Keanu Reeves is a student of Russian literature; presumably, he is one of the producers of Henry’s Crime, and its star, for the opportunity it gives him, as Henry Torne, to play scenes as Yermolai Lopakhin in Chekhov’s The Cherry Orchard. Reeves’s casting also provides an in-joke; Reeves is a Method actor, and The Cherry Orchard (1904) was originally directed by Stanislavski, the originator of “the Method.” In the shards and glints of Chekhov’s last play that we see in rehearsals and opening-night performance by a local theater company in Buffalo (the “City of No Illusions” lends tons of forlorn atmosphere to this film), Reeves is intriguing and electric; but what about him as Henry Torne? This cannot seriously be counted among Reeves’s successful performances.
Torne is a married in-booth toll collector who, hoodwinked into thinking he is headed to a ballgame as a substitute player, gets arrested and imprisoned (when he won’t name names) as the getaway driver in a bank robbery. Upon release, he plots to rob the bank for real through an old tunnel connecting the theater to the bank.

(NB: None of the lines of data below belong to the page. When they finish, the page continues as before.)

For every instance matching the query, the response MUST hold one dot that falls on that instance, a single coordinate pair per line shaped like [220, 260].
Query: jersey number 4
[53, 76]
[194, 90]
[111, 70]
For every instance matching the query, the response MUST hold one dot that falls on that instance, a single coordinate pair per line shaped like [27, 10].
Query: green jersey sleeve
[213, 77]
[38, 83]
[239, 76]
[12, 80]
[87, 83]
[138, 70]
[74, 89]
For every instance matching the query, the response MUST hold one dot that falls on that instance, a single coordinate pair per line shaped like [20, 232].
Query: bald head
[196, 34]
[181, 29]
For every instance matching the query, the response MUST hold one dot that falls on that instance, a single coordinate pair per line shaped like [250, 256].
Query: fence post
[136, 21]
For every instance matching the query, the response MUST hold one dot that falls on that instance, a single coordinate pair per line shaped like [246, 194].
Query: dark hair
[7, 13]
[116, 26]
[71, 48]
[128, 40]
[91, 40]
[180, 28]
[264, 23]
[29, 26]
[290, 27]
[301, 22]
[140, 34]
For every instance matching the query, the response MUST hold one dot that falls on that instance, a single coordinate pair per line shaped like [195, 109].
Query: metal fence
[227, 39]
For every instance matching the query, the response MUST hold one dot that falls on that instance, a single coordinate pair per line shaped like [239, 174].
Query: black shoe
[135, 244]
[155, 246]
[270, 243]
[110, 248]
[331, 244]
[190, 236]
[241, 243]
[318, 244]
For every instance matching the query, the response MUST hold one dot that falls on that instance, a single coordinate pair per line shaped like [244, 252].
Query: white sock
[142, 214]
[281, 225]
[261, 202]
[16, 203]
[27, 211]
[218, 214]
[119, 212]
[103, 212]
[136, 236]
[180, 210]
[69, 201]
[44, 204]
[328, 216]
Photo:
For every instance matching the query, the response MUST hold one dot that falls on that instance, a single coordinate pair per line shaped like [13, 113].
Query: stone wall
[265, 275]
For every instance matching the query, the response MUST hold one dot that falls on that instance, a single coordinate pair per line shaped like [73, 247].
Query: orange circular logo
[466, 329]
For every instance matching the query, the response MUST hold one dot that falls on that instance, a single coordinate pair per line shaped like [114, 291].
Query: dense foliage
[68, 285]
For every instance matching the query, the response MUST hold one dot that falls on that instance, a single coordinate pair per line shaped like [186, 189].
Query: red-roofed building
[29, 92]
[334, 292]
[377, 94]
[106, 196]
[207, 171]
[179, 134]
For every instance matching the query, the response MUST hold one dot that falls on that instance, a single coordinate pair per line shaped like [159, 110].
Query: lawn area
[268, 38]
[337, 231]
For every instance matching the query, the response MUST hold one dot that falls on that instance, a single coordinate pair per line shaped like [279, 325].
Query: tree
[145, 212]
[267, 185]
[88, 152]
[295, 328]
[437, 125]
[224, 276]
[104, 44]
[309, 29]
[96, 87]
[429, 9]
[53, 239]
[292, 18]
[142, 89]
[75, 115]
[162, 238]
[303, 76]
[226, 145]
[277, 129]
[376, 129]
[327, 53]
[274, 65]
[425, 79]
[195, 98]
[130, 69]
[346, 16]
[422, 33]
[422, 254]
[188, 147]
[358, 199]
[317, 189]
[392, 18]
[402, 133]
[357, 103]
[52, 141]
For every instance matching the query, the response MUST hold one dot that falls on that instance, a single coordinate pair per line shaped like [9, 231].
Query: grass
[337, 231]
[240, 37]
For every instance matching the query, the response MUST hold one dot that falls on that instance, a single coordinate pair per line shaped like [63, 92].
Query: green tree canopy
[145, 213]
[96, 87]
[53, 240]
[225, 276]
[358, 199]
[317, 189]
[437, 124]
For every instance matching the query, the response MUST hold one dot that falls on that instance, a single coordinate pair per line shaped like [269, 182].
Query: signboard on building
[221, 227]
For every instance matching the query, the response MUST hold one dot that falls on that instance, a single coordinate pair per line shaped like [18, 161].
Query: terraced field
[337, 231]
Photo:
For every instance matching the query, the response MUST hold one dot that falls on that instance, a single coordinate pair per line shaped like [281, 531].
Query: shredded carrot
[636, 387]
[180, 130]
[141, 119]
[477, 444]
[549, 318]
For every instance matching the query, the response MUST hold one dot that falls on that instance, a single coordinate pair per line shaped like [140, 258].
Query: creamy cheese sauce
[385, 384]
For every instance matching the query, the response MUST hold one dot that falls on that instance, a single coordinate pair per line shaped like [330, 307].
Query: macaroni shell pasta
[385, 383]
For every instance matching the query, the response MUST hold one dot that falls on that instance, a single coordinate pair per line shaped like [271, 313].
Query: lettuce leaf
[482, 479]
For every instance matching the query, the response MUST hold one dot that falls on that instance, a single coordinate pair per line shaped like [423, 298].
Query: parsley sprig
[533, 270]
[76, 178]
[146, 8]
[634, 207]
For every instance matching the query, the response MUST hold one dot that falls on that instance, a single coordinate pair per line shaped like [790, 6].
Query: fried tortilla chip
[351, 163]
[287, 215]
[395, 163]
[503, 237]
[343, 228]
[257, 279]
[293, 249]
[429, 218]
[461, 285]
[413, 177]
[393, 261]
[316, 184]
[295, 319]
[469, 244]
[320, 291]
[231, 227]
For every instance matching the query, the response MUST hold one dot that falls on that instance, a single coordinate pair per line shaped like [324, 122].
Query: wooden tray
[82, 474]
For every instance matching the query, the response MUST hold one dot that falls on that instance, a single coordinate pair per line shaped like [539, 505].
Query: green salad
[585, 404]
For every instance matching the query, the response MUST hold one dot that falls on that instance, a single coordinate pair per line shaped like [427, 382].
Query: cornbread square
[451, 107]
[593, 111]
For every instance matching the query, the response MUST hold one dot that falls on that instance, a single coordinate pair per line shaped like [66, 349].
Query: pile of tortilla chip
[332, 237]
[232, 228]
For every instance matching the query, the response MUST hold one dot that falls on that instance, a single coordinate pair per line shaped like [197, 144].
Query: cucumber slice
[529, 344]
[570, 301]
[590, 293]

When he falls in love with the actress who has enlisted him to play opposite her in the Chekhov production, however, all bets are off that he will take the money and run.
For the most part, this is an extremely passive role for Reeves to play; his nuanced portrayal barely registers, and the romantic and sexual passion that supposedly blows apart Henry’s passivity registers least of all. It doesn’t help that Vera Farmiga is loud, obnoxious and revolting as Julie, whose insecurity underneath an aggressive attitude and demeanor seems especially crude and writing-“rigged.” The script by Sacha Gervasi and David White expands on the story by Stephen Hamel and Gervasi.
Someone named Malcolm Venville directed. I knew it wasn’t Stanislavski.